The BJP campaign was desperate, abrasive and had a street fighter tonality. It questioned the choice Delhi made 5 years back and asked them to not repeat the mistake. Large parts of the creative in their campaign were dark, with black and white pictures and an angry tonality. What the BJP forgot was that their brand is about inspiration. They have made Indians proud of Indianness. Their narrative in the past Lok Sabha election was of positivity and hope. The indications were clear that the campaign isn’t connecting and that the party needs a new narrative. They did just that by upping the rhetoric and not getting inspirational. This is where the campaign just fizzled out and by the time the polling day came, the campaign wasn’t making the AAP voters question their choice.

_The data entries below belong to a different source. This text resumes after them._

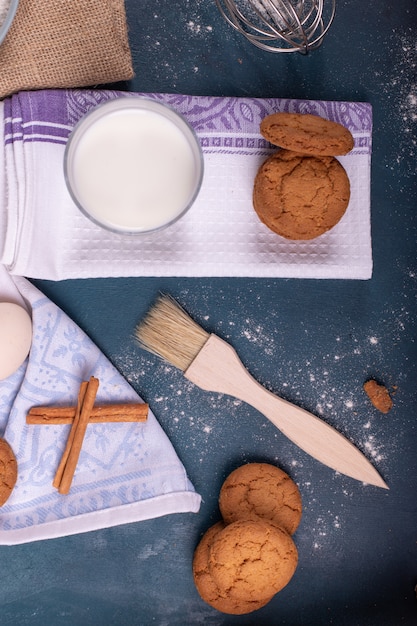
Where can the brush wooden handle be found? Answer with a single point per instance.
(218, 368)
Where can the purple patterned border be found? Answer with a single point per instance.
(223, 124)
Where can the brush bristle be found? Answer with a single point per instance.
(170, 333)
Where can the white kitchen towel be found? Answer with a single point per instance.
(43, 234)
(126, 471)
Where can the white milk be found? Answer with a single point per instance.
(134, 169)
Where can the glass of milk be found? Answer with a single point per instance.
(133, 165)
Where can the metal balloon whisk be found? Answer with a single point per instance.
(280, 25)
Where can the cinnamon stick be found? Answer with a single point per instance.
(54, 415)
(77, 412)
(80, 429)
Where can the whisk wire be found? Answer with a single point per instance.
(280, 25)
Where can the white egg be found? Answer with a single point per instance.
(15, 337)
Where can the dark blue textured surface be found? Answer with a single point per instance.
(314, 342)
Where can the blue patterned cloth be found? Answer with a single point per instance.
(126, 471)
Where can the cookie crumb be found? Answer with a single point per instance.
(378, 395)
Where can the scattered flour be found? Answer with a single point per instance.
(401, 86)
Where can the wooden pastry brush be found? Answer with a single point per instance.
(213, 365)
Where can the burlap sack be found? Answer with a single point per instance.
(65, 43)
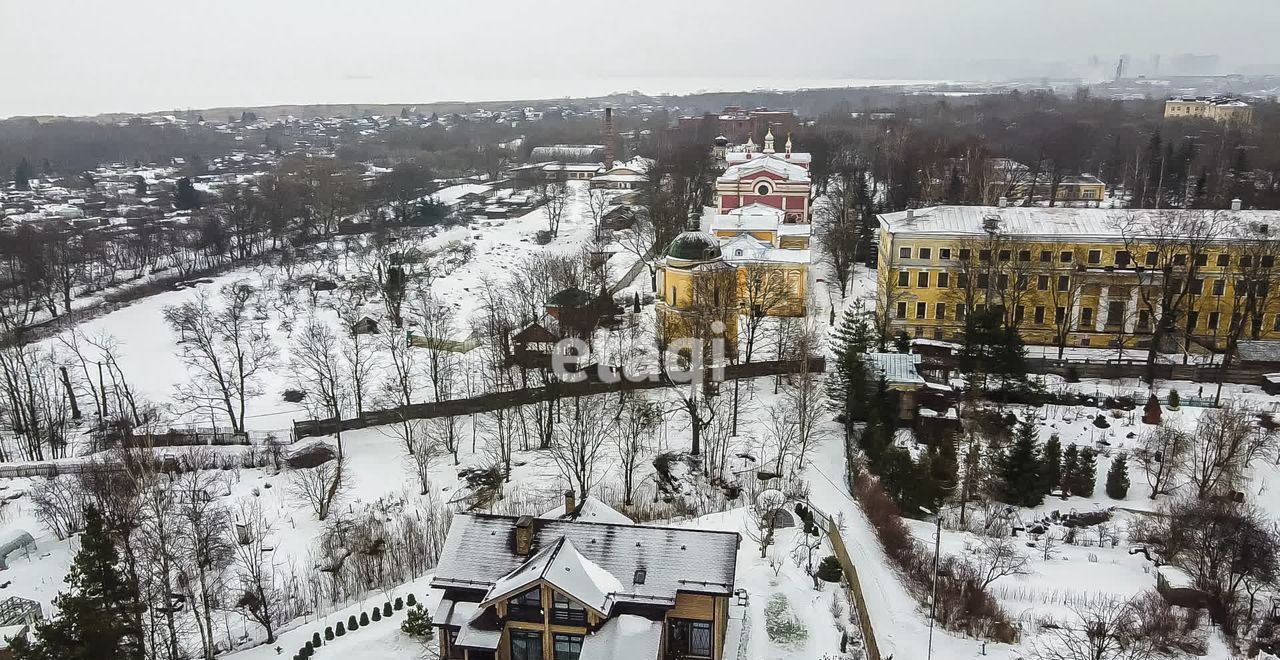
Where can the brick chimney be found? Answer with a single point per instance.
(570, 502)
(609, 154)
(524, 535)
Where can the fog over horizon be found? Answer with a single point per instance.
(86, 56)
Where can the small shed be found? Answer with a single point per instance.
(365, 326)
(1260, 354)
(900, 374)
(1178, 587)
(19, 541)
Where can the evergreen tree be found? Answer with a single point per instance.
(1087, 473)
(1118, 477)
(1070, 466)
(95, 620)
(849, 386)
(22, 175)
(1051, 464)
(990, 347)
(186, 197)
(1019, 468)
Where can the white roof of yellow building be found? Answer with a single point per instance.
(1102, 224)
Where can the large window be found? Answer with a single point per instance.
(526, 645)
(567, 646)
(566, 612)
(690, 638)
(526, 606)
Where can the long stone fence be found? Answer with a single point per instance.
(522, 397)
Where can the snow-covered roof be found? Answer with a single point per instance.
(752, 218)
(1056, 223)
(1258, 351)
(625, 637)
(897, 369)
(563, 567)
(745, 247)
(766, 163)
(590, 509)
(480, 550)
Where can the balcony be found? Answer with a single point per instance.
(525, 613)
(562, 617)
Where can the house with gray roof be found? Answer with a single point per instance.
(556, 589)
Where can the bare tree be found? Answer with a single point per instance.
(316, 370)
(764, 518)
(224, 349)
(581, 440)
(260, 596)
(1171, 247)
(204, 545)
(1162, 455)
(764, 293)
(638, 421)
(598, 201)
(1226, 441)
(321, 486)
(997, 558)
(1106, 631)
(554, 197)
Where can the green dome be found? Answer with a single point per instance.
(694, 246)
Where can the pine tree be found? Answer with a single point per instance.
(95, 619)
(1087, 473)
(1070, 466)
(186, 197)
(1051, 464)
(848, 385)
(22, 175)
(1020, 470)
(1118, 477)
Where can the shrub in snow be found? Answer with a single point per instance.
(781, 623)
(417, 623)
(1118, 477)
(830, 569)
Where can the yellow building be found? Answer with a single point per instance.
(1082, 276)
(696, 292)
(1216, 108)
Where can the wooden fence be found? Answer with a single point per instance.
(522, 397)
(855, 587)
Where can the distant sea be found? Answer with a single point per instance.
(120, 95)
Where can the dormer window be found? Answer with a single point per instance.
(526, 606)
(566, 612)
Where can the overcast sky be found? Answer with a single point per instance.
(87, 56)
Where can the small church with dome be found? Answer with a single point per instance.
(748, 255)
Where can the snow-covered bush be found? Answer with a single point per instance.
(782, 626)
(417, 623)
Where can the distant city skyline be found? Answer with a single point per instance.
(83, 56)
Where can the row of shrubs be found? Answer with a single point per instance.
(963, 604)
(352, 624)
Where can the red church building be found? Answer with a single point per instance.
(780, 180)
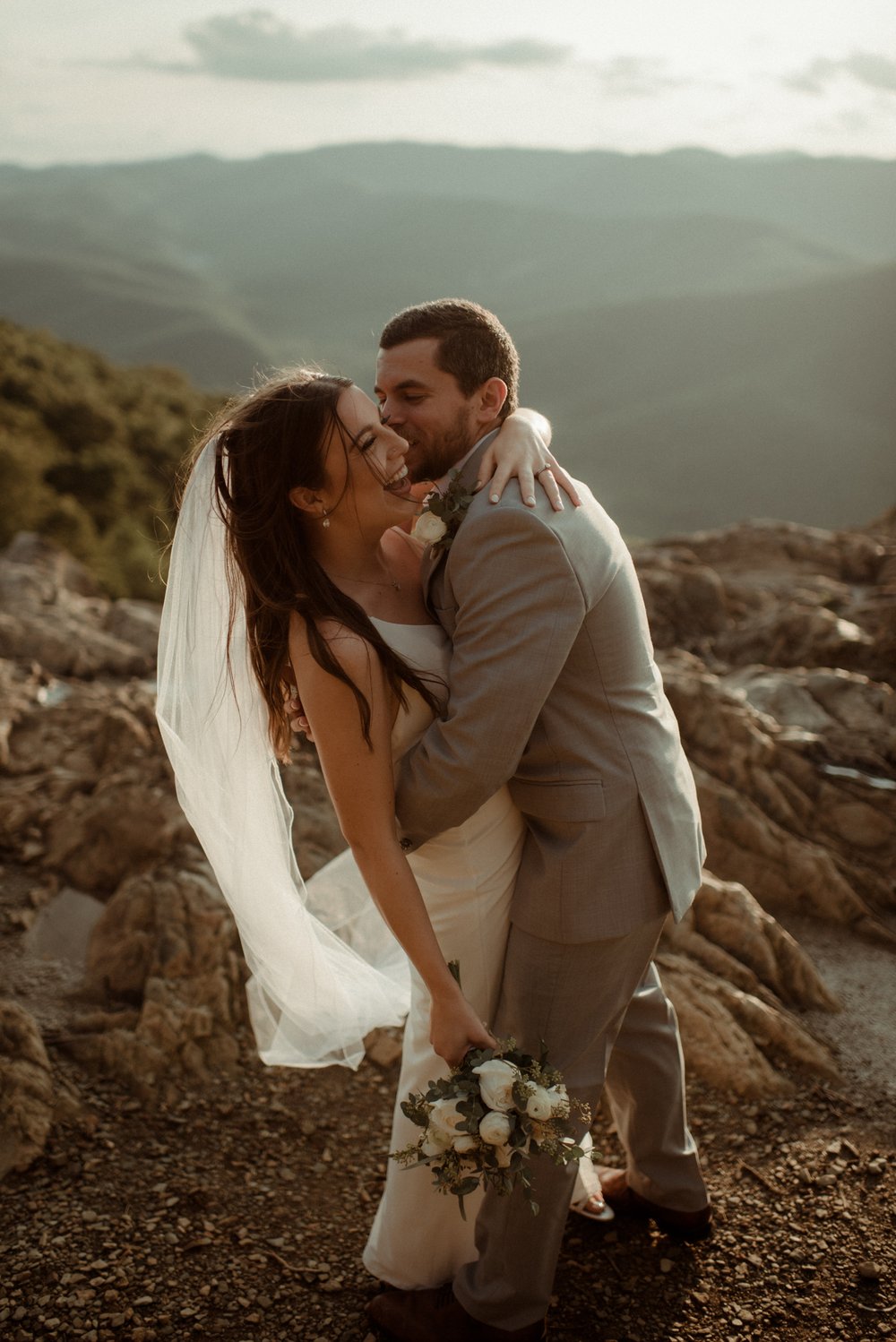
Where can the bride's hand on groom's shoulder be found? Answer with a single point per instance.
(521, 452)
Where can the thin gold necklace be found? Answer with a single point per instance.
(388, 581)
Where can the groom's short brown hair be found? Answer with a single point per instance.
(472, 344)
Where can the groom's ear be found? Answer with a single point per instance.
(491, 398)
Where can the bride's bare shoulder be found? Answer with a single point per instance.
(351, 649)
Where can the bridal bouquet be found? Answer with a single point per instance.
(483, 1123)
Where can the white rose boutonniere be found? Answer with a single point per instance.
(443, 512)
(429, 529)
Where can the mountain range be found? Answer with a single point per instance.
(712, 337)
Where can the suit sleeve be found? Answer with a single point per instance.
(521, 608)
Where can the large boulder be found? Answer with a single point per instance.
(165, 959)
(26, 1088)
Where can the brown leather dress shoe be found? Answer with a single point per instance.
(625, 1201)
(439, 1317)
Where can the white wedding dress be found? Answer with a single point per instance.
(466, 876)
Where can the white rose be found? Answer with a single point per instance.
(429, 529)
(434, 1144)
(494, 1129)
(496, 1080)
(560, 1101)
(444, 1120)
(539, 1104)
(464, 1142)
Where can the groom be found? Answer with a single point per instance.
(553, 690)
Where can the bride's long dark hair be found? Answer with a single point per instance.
(269, 443)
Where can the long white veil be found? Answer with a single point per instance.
(325, 968)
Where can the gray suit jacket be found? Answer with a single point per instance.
(555, 690)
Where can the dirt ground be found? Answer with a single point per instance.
(240, 1212)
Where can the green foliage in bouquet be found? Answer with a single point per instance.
(482, 1125)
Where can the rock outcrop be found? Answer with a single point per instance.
(165, 961)
(26, 1088)
(777, 649)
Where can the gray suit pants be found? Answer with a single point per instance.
(569, 996)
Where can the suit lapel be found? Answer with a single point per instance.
(435, 555)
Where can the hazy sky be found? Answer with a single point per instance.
(102, 80)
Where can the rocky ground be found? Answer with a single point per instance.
(240, 1210)
(156, 1181)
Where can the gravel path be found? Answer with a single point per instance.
(240, 1213)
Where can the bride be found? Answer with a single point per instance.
(293, 565)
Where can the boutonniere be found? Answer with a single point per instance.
(444, 510)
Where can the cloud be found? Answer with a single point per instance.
(259, 46)
(866, 67)
(636, 77)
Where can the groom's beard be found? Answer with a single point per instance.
(432, 460)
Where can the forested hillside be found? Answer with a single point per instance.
(89, 454)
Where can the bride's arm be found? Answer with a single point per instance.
(359, 779)
(521, 452)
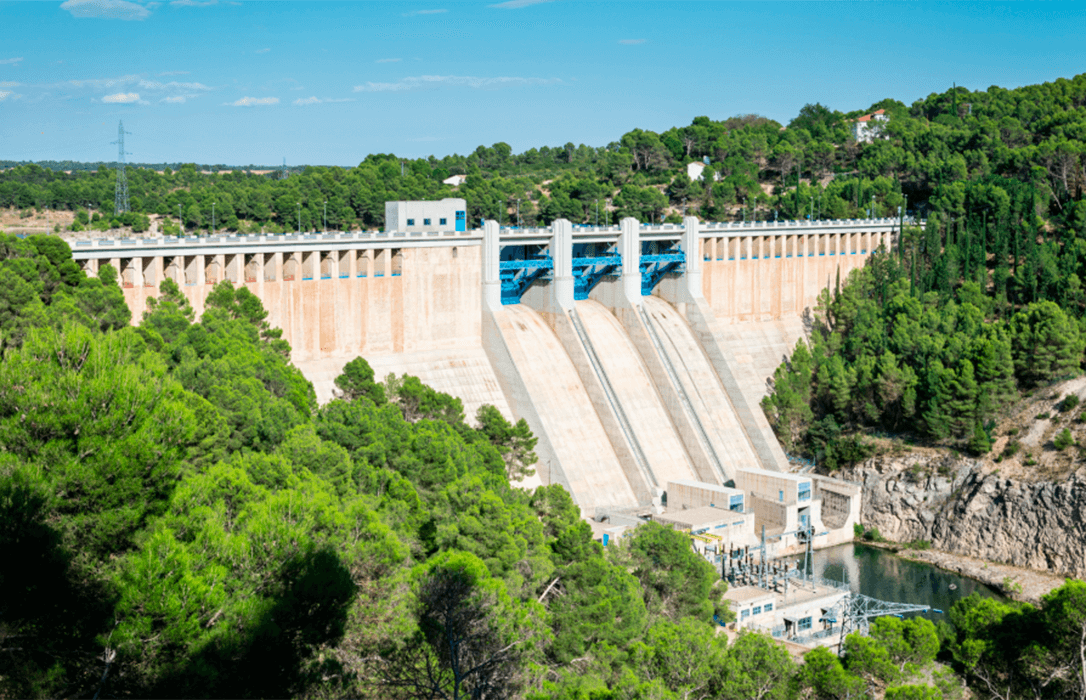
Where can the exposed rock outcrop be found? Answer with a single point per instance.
(962, 509)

The AAP campaign, in contrast, was positive, happy and sometimes even cheeky. The campaign borrowed from popular culture and made people look at the party with a sense of positivity. The campaign almost ignored what the BJP’s campaign was saying and continued to focus on what the party had delivered in the last 5 years. The digital campaign they ran was also only about themselves and they never joined any conversation with the rivals. They over-invested on Facebook and didn’t do what the rival parties do on Twitter. And despite the overwhelming chatter on social media about a variety of issues, the AAP handles didn’t join the conversation. They took a considered call. The positive tonality of the campaign did help in keeping the narrative positive and happy. 

As in every election campaign, the real campaign tonality was on display in election rallies and speeches and not on just the media campaign. This is where real politics was on display and not everything on display was in good taste. Both the parties played the religion card to the hilt. Maybe no election in India can ever be fought without religious overtones. 

Looking back, this much is clear – the new voters in India do respond to positive, inspirational tonality of a party campaign and don’t always make a choice based on anger or dissatisfaction.